A mobile-first program viewer with 30 exercises across 3 training days, each carrying evidence boxes explaining the research rationale, machine setup cues, stop-if safety criteria, and compensatory pattern tags. Integrated workout logging captures reps, load, and per-set movement quality (Clean / Grind / Miss) with session history, retroactive entry, and local backup.
View Program →Comprehensive analysis of local gym facilities scored across corrective exercise value, schedule compatibility, equipment depth, and proximity. Evidence-tiered with source verification indicators. Includes class-by-class effectiveness scoring for compensatory exercise goals.
View Research →Every exercise was selected through a structured evidence review of peer-reviewed literature on scapular stabilization, kinetic chain rehabilitation, motor control retraining, knee valgus intervention, and respiratory muscle coordination. The program uses NASM OPT Phase 2 (strength endurance) as its periodization framework, with regional phase differentiation — meaning different body regions operate at different training phases based on their specific compensatory needs.
Guided movement paths let the client focus on effort while the equipment manages direction. Machines limit joints to intended ranges — critical when compensatory patterns could redirect force into reactive tissues.
Every exercise is tagged with the specific patterns it addresses: APT, kyphosis, scapular dysfunction, valgus, breathing. The client sees which compensation each movement targets and why it matters for their profile.
A three-level communication scale (Working / Talking / Done) replaces the binary pain/no-pain framework. “Stop If” criteria on every exercise give explicit permission to modify or stop — because the client who feels empowered to stop is the client who stays safe.
Six movements are explicitly excluded with documented rationale and specific re-entry conditions. Nothing is permanently off the table — the program is building toward these movements, not avoiding them.
The program viewer is a single-file application (178 KB) built in vanilla HTML, CSS, and JavaScript. Program content is authored as semantic HTML with structured data attributes. A bridge layer connects the static exercise cards to a tracking system that manages state via IndexedDB for offline-first persistence.
Session tracking captures three dimensions per set: what happened (reps and load), perceived quality (Clean / Grind / Miss), and contextual notes. Previous session data appears inline as reference when logging new workouts, showing the client exactly what they did last time. Sessions can be edited retroactively and exported as JSON backups.
The architecture includes a synchronization layer designed for cloud persistence via Cloudflare D1, activatable when the client is ready for cross-device access. The local-first approach means the application works fully offline from day one — cloud sync adds convenience without creating dependency.

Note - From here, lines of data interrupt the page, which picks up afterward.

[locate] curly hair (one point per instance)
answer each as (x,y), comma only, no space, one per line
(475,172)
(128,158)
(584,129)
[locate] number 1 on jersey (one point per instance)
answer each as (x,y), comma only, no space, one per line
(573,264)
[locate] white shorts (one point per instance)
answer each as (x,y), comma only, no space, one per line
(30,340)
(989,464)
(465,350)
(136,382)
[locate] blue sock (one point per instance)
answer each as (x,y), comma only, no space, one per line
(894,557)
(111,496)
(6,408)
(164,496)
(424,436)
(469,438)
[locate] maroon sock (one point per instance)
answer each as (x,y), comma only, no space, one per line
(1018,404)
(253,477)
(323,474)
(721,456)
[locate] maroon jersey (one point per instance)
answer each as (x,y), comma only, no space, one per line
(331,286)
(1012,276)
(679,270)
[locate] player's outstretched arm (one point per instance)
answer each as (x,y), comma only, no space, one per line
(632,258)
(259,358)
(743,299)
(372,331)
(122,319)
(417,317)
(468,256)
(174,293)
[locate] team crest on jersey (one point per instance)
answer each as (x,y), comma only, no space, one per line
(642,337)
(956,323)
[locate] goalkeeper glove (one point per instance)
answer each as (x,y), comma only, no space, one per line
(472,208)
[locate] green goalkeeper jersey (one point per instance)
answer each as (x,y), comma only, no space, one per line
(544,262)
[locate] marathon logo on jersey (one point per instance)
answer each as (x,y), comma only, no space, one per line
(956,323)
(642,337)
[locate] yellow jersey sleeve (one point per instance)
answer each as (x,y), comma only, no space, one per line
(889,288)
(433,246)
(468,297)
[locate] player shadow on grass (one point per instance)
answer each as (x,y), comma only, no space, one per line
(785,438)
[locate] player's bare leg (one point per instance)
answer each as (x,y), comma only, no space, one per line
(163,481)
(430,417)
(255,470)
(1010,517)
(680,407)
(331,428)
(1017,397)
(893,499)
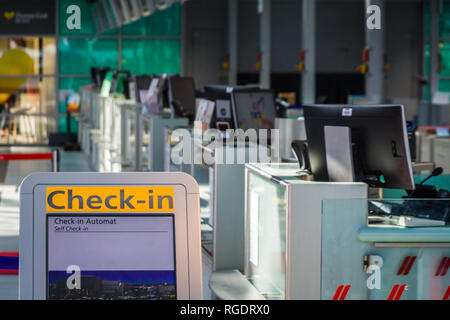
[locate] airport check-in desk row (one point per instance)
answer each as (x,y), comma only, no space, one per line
(270,233)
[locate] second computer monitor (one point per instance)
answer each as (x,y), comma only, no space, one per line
(254,109)
(182,92)
(365,143)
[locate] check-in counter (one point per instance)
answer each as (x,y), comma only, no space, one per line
(219,169)
(151,140)
(371,249)
(282,256)
(441,154)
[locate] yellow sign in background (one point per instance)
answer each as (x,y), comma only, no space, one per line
(110,199)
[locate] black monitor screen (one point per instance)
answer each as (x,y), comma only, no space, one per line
(254,109)
(182,90)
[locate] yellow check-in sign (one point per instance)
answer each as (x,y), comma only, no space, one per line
(110,199)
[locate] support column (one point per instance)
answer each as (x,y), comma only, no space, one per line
(435,8)
(308,84)
(233,7)
(265,45)
(375,45)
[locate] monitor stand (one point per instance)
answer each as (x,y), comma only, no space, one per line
(339,154)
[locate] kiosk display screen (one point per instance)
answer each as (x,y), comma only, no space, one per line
(127,257)
(255,109)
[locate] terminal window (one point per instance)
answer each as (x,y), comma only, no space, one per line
(103,257)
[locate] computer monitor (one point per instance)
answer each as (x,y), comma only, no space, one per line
(366,143)
(118,81)
(254,109)
(138,87)
(182,95)
(98,75)
(222,117)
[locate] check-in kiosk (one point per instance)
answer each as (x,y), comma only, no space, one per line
(282,234)
(110,236)
(385,249)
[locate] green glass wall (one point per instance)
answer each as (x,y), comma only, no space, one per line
(150,45)
(444,35)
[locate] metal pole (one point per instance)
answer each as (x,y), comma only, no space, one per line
(308,85)
(233,6)
(55,160)
(375,45)
(265,45)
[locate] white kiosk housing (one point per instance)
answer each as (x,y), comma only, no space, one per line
(110,236)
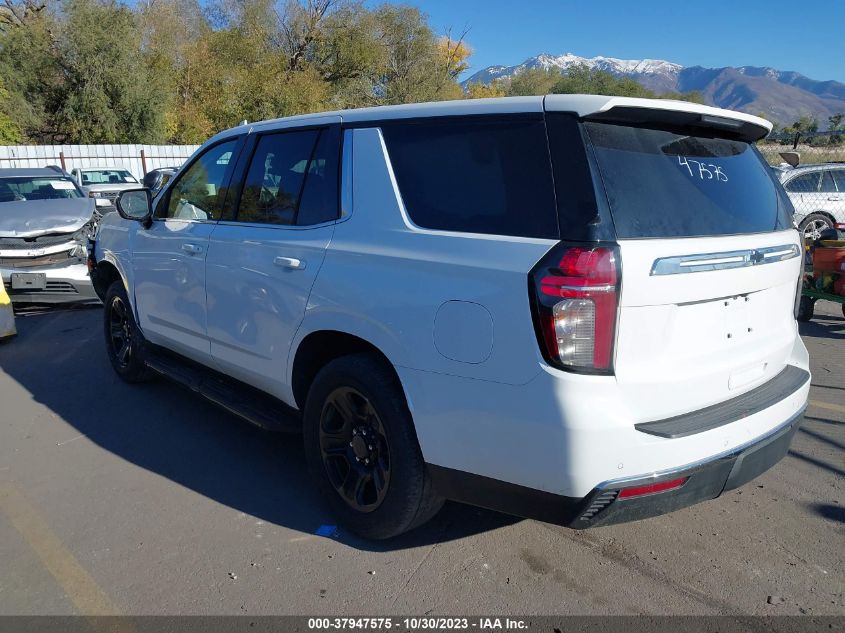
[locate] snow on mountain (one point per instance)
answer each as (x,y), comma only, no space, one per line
(782,96)
(655,67)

The evidence base draws from three structured research databases totaling over 9,000 indexed passages across 22 peer-reviewed sources. Each evidence claim in the program viewer carries a three-layer citation: a bidirectional footnote linking text to source and back, a source link with evidence-tier indicator and archive fallback, and where possible, a direct quote-link that navigates to the specific passage in the original publication.
The gym facility research used a separate evidence grading system with each claim tagged to its verification level. Where information could not be verified from published sources, explicit gap markers identify what still requires direct confirmation — because acknowledging uncertainty is more useful than hiding it.